説明

立向姿勢溶接装置

【課題】生産効率の向上を実現し、高張力鋼板の突合せ溶接にも適用可能としたうえで、溶接金属に酸化やブローホールなどの欠陥を生じさせることなく立向姿勢での突き合わせアーク溶接を行い得る立向姿勢溶接装置を提供する。
【解決手段】立向姿勢にある一対の厚板鋼板W,Wの端面Wa,Wa間に形成されるI形開先Wb内に溶接ワイヤ2を送出する溶接トーチ3と、I形開先Wbに沿って溶接トーチ3を移動させる台車5,スライドユニット6と、これらにより溶接トーチ3を上下動させると共にワイヤ送出量を制御することで、溶接トーチ3から送出される溶接ワイヤ2の先端部分2aをI形開先Wb内で往復動させて、溶接金属2Aを順次積層させる制御手段20と、I形開先Wbの外側からI形開先Wb内にシールドガスを供給するノズル8と、溶接トーチ3に装着されて溶接トーチ3から積層した溶接金属2AまでのI形開先Wbを覆うガス受け10を備えた。

【発明の詳細な説明】
【技術分野】
【0001】
本発明は、一対の鋼板の互いに対向してI形開先を形成する端面同士を立向姿勢で突き合わせアーク溶接するのに用いられる立向姿勢溶接装置に関するものである。
【背景技術】
【0002】
従来、上記したような一対の鋼板の立向姿勢での突き合わせアーク溶接は、造船や橋梁等の分野において一般的に採用されている。
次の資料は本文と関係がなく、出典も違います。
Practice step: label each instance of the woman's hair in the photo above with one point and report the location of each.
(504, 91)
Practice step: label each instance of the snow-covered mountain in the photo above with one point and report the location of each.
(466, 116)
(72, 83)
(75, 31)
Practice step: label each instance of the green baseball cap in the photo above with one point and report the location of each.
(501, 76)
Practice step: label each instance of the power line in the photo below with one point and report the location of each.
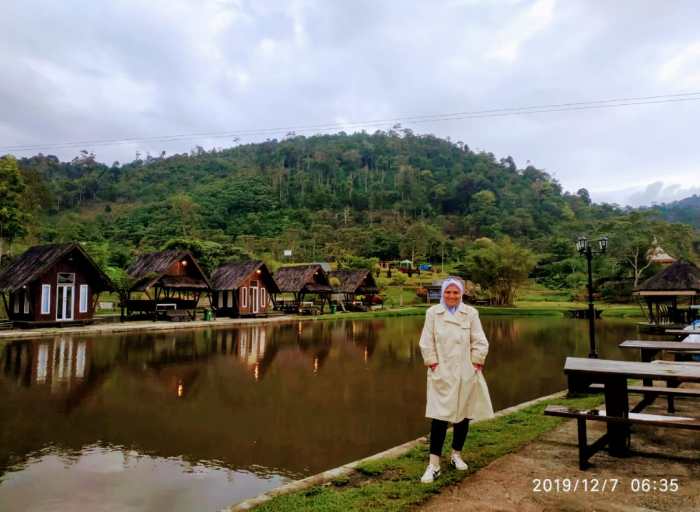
(415, 119)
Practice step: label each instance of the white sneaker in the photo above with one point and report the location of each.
(431, 473)
(457, 462)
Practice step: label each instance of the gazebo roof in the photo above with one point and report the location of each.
(658, 255)
(36, 260)
(679, 278)
(352, 280)
(151, 268)
(231, 276)
(296, 278)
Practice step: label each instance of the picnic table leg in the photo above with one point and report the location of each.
(671, 403)
(617, 404)
(648, 357)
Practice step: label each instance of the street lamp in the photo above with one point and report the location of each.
(583, 246)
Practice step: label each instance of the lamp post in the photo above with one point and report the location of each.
(584, 248)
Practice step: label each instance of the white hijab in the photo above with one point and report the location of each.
(449, 282)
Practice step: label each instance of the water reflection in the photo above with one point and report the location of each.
(270, 402)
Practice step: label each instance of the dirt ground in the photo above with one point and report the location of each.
(508, 484)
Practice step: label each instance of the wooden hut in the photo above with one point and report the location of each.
(357, 288)
(659, 256)
(300, 282)
(668, 295)
(172, 282)
(241, 289)
(53, 284)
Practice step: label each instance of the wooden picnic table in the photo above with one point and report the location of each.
(582, 372)
(649, 349)
(681, 331)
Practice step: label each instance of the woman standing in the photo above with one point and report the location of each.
(454, 348)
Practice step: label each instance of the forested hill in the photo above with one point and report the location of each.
(336, 180)
(386, 195)
(686, 210)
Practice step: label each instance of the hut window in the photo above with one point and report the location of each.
(45, 299)
(66, 278)
(83, 298)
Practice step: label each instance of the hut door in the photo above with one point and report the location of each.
(254, 300)
(65, 293)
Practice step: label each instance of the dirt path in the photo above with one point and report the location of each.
(508, 483)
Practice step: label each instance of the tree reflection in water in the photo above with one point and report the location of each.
(283, 399)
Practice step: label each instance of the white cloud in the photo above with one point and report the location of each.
(683, 69)
(114, 70)
(522, 28)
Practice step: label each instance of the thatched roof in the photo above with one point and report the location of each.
(151, 268)
(231, 276)
(37, 260)
(306, 278)
(359, 282)
(681, 276)
(658, 255)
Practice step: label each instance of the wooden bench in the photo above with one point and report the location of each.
(586, 451)
(613, 375)
(649, 349)
(651, 392)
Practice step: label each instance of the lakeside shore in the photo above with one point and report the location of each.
(523, 309)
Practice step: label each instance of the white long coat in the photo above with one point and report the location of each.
(455, 341)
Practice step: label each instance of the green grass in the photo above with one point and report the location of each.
(393, 484)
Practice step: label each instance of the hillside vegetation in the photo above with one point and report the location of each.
(344, 198)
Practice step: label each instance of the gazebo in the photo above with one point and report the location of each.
(354, 283)
(55, 284)
(301, 281)
(667, 296)
(172, 282)
(659, 256)
(242, 288)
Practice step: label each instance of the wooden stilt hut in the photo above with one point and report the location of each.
(171, 280)
(667, 296)
(300, 282)
(357, 288)
(55, 284)
(243, 289)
近年、このような造船や橋梁等の構造物に使用される鋼板は、構造物の大型化に伴って厚板化の傾向にあるが、厚板鋼板同士の立向姿勢での突き合わせアーク溶接において、端面間のI形開先の幅を一般に狭開先と呼ばれている程度の幅(溶接トーチを挿入し得る幅)にすると、溶接金属が多量に使用されることとなって生産効率がよくないうえ、大入熱を嫌う高張力鋼板を厚板鋼板として使用することができない。
【0003】
これらの欠点を解消するべくなされた溶接技術としては、例えば、特許文献1に開示されている立向姿勢溶接方法がある。
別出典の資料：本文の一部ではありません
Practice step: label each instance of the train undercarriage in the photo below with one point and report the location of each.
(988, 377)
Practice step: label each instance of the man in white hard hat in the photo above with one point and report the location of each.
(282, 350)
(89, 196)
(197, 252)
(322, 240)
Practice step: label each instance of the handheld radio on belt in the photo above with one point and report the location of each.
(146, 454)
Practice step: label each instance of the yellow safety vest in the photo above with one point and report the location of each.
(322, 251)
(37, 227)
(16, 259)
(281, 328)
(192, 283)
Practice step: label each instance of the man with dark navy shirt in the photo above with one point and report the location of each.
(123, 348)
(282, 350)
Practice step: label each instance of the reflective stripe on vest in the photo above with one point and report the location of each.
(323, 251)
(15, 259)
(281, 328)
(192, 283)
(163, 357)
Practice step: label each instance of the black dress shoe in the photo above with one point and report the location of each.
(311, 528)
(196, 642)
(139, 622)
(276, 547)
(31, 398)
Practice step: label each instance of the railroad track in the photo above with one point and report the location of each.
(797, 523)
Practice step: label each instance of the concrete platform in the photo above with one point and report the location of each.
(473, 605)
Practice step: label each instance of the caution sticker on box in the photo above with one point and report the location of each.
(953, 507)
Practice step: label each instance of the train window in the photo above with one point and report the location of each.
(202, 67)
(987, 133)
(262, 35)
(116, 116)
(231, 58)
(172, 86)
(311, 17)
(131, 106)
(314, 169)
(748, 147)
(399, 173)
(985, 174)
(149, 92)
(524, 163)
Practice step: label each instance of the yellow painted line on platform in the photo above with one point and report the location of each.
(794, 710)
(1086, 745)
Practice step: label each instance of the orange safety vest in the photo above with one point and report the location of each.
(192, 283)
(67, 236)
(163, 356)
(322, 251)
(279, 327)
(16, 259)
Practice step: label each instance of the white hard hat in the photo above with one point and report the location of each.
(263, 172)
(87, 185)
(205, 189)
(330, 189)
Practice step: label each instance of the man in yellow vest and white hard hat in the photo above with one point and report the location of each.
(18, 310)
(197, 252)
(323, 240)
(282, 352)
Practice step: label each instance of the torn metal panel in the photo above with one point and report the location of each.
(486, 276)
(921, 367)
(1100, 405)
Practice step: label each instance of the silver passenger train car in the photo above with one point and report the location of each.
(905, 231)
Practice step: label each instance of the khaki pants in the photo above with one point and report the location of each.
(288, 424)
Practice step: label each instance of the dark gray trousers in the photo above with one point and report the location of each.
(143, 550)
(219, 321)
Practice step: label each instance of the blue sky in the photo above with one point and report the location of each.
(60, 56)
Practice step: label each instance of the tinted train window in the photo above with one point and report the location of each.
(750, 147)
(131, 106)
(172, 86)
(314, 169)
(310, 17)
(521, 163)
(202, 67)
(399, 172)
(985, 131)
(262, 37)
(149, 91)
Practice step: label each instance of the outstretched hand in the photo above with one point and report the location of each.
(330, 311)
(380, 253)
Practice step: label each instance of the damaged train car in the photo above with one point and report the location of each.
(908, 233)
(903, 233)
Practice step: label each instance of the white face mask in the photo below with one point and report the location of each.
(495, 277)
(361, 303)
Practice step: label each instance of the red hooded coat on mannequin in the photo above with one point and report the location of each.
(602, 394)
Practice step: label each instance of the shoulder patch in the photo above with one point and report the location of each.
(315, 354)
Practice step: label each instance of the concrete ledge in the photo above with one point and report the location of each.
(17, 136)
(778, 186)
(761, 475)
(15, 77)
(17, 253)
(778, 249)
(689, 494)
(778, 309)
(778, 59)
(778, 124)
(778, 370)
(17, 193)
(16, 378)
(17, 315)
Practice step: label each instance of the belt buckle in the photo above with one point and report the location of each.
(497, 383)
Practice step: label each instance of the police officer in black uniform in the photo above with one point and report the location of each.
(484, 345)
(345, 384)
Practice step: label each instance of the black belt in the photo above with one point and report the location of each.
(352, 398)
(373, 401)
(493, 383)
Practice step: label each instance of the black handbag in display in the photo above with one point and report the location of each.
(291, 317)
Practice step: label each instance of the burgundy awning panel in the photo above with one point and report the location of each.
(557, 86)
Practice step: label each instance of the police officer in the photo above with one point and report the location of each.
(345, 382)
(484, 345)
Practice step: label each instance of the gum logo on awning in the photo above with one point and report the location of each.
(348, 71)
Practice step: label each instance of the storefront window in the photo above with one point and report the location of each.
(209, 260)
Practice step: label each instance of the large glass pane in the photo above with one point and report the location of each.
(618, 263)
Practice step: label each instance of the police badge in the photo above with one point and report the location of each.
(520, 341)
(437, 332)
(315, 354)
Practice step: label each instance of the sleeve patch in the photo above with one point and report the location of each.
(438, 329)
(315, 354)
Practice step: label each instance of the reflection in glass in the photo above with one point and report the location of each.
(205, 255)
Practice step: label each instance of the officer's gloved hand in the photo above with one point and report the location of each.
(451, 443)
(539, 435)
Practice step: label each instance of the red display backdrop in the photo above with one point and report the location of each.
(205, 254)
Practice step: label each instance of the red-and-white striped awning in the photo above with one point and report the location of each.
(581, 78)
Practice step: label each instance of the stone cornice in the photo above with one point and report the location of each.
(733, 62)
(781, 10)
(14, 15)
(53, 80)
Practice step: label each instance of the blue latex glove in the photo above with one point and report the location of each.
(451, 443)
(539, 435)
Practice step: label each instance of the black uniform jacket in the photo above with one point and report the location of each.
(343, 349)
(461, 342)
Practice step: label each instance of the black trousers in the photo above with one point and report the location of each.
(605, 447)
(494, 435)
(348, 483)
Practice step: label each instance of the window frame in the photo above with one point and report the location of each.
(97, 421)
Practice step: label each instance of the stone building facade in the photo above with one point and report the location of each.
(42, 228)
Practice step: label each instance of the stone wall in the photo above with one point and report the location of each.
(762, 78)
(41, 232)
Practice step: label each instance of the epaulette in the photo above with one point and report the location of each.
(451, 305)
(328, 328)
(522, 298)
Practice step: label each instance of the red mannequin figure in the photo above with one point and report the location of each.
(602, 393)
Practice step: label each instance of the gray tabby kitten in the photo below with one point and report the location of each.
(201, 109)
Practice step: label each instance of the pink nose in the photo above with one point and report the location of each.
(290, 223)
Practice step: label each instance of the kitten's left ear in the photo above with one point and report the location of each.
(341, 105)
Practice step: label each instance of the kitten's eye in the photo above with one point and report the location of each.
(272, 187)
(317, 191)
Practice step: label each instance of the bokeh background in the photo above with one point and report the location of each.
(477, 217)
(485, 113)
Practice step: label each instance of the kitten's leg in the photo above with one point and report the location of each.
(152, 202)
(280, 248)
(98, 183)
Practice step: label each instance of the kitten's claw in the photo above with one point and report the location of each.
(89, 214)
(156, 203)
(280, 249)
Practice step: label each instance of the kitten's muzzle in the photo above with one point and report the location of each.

この立向姿勢溶接方法では、互いに立向姿勢とした一対の厚板鋼板の端面間に形成されるI形開先の幅を溶接トーチの径よりも狭く設定したうえで、この狭いI形開先内に対して、溶接トーチから送出される溶接ワイヤのみを斜め上方から挿入し、溶接トーチを厚板鋼板に沿って上下方向に揺動させることで、溶接ワイヤの先端を板厚方向に往復動させて、I形開先内に溶接金属を積層するようにしている。
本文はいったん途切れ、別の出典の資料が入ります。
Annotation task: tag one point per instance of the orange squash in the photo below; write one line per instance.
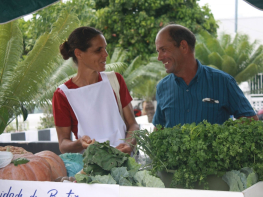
(57, 165)
(37, 169)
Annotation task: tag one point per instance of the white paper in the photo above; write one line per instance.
(10, 188)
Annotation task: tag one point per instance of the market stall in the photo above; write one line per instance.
(48, 189)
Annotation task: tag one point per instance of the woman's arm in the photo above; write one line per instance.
(67, 145)
(131, 125)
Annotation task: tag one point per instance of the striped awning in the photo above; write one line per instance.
(13, 9)
(256, 3)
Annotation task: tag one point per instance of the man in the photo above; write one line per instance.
(193, 92)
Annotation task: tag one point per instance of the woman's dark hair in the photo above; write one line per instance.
(80, 39)
(179, 33)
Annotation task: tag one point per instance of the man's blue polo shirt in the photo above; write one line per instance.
(178, 103)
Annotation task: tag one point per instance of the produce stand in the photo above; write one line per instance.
(10, 188)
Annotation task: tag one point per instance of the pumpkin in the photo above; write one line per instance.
(37, 169)
(14, 149)
(57, 165)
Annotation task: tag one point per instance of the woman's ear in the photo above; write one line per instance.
(77, 53)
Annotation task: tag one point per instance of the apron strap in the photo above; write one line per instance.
(63, 87)
(116, 88)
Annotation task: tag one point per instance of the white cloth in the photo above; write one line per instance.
(97, 112)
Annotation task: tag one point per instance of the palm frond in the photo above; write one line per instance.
(116, 54)
(231, 51)
(215, 59)
(247, 73)
(118, 67)
(241, 61)
(225, 40)
(212, 43)
(10, 49)
(40, 62)
(201, 53)
(145, 90)
(256, 54)
(136, 62)
(229, 65)
(153, 70)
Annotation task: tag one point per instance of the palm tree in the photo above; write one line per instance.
(22, 79)
(237, 57)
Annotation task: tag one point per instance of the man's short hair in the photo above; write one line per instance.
(179, 33)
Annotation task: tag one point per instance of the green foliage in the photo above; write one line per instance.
(133, 24)
(103, 155)
(21, 79)
(130, 24)
(111, 166)
(240, 180)
(73, 162)
(144, 179)
(237, 57)
(43, 20)
(193, 151)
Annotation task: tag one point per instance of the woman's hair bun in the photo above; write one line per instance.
(65, 50)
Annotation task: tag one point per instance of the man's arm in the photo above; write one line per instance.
(67, 145)
(131, 125)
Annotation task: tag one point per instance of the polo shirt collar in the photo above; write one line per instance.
(198, 72)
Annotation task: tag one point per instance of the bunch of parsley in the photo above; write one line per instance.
(192, 152)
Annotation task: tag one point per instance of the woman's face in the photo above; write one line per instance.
(95, 56)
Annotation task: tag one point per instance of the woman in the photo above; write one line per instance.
(86, 104)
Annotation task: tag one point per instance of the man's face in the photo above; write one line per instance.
(168, 52)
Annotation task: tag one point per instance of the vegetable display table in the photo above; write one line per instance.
(9, 188)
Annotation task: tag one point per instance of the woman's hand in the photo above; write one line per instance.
(125, 148)
(86, 141)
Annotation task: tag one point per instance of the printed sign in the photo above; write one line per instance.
(10, 188)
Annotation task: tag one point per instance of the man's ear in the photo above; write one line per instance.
(77, 53)
(184, 46)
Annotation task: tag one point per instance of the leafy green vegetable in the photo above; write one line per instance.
(82, 178)
(73, 162)
(143, 178)
(239, 181)
(107, 165)
(118, 173)
(132, 166)
(104, 156)
(106, 179)
(19, 161)
(194, 151)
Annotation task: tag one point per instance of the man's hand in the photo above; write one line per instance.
(86, 141)
(125, 148)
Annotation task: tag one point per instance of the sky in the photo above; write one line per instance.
(224, 9)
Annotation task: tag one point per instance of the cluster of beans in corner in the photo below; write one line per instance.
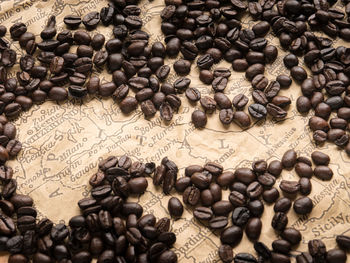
(202, 188)
(49, 69)
(109, 228)
(212, 30)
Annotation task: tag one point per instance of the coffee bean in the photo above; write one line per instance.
(279, 221)
(240, 216)
(253, 228)
(254, 70)
(240, 65)
(323, 172)
(303, 205)
(239, 101)
(244, 258)
(191, 195)
(277, 257)
(317, 250)
(231, 235)
(298, 73)
(199, 118)
(270, 195)
(175, 207)
(289, 159)
(226, 253)
(258, 111)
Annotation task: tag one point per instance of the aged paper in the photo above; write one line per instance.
(62, 144)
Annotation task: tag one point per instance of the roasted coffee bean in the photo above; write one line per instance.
(289, 159)
(256, 208)
(254, 70)
(282, 205)
(323, 172)
(303, 205)
(231, 235)
(270, 195)
(244, 258)
(298, 73)
(317, 250)
(277, 257)
(241, 65)
(91, 20)
(240, 216)
(336, 255)
(290, 187)
(72, 21)
(175, 207)
(239, 101)
(257, 111)
(279, 221)
(282, 246)
(226, 253)
(17, 29)
(253, 228)
(242, 119)
(260, 82)
(320, 158)
(191, 195)
(219, 84)
(305, 186)
(199, 118)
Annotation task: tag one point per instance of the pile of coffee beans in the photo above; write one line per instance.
(166, 175)
(211, 31)
(109, 228)
(134, 65)
(202, 190)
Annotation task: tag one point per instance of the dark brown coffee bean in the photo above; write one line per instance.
(191, 195)
(290, 187)
(199, 118)
(244, 257)
(320, 158)
(323, 172)
(242, 119)
(239, 101)
(240, 65)
(260, 82)
(257, 111)
(279, 221)
(289, 159)
(305, 186)
(226, 253)
(231, 235)
(254, 190)
(270, 195)
(317, 250)
(254, 70)
(253, 228)
(303, 205)
(298, 73)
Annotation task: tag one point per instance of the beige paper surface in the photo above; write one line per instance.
(62, 144)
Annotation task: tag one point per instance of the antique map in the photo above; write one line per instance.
(62, 144)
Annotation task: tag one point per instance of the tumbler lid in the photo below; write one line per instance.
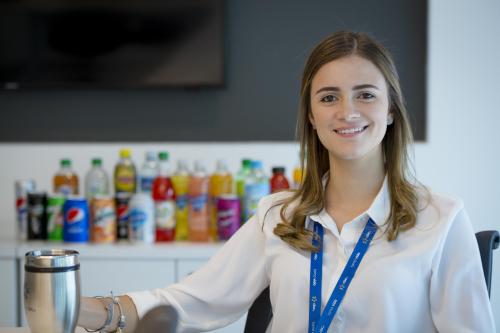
(52, 258)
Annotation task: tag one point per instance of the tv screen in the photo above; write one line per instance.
(111, 44)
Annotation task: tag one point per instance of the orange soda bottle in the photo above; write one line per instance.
(221, 183)
(180, 181)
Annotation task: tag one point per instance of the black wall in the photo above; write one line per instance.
(267, 43)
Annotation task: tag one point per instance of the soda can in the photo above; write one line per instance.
(141, 219)
(228, 215)
(22, 189)
(55, 219)
(122, 201)
(103, 219)
(76, 220)
(37, 215)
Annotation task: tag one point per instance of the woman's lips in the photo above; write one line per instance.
(350, 131)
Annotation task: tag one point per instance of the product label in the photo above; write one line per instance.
(65, 189)
(181, 201)
(146, 183)
(199, 202)
(125, 180)
(55, 219)
(165, 214)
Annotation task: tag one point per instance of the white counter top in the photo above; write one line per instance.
(7, 249)
(27, 330)
(121, 250)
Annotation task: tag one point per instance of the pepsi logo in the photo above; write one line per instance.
(74, 215)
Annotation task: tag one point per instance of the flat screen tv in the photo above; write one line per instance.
(111, 44)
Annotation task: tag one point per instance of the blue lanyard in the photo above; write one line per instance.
(320, 323)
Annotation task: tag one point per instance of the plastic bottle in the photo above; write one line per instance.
(141, 219)
(148, 172)
(125, 173)
(256, 187)
(96, 180)
(221, 182)
(278, 181)
(241, 178)
(198, 217)
(66, 180)
(164, 198)
(180, 181)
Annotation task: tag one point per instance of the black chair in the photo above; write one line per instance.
(260, 313)
(487, 241)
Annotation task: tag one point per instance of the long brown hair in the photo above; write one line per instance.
(314, 156)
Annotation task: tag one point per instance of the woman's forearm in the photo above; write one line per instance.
(93, 313)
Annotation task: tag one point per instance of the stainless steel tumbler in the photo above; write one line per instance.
(52, 290)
この際、溶接金属に酸化やブローホールなどの欠陥が発生するのを阻止するべく、溶接トーチと一体に設けたノズルからI形開先内に向けてシールドガスを噴射するようにしている。
【先行技術文献】
【特許文献】
【0004】
【特許文献1】特開平2007-69231号公報
【発明の概要】
【発明が解決しようとする課題】
【0005】
上記した立向姿勢溶接方法では、一対の厚板鋼板の端面間に形成されるI形開先の幅を溶接トーチの径よりも狭く設定しているので、溶接金属の使用量が格段に減って生産効率が向上すると共に、高張力鋼板の突合せアーク溶接にも適用することができる。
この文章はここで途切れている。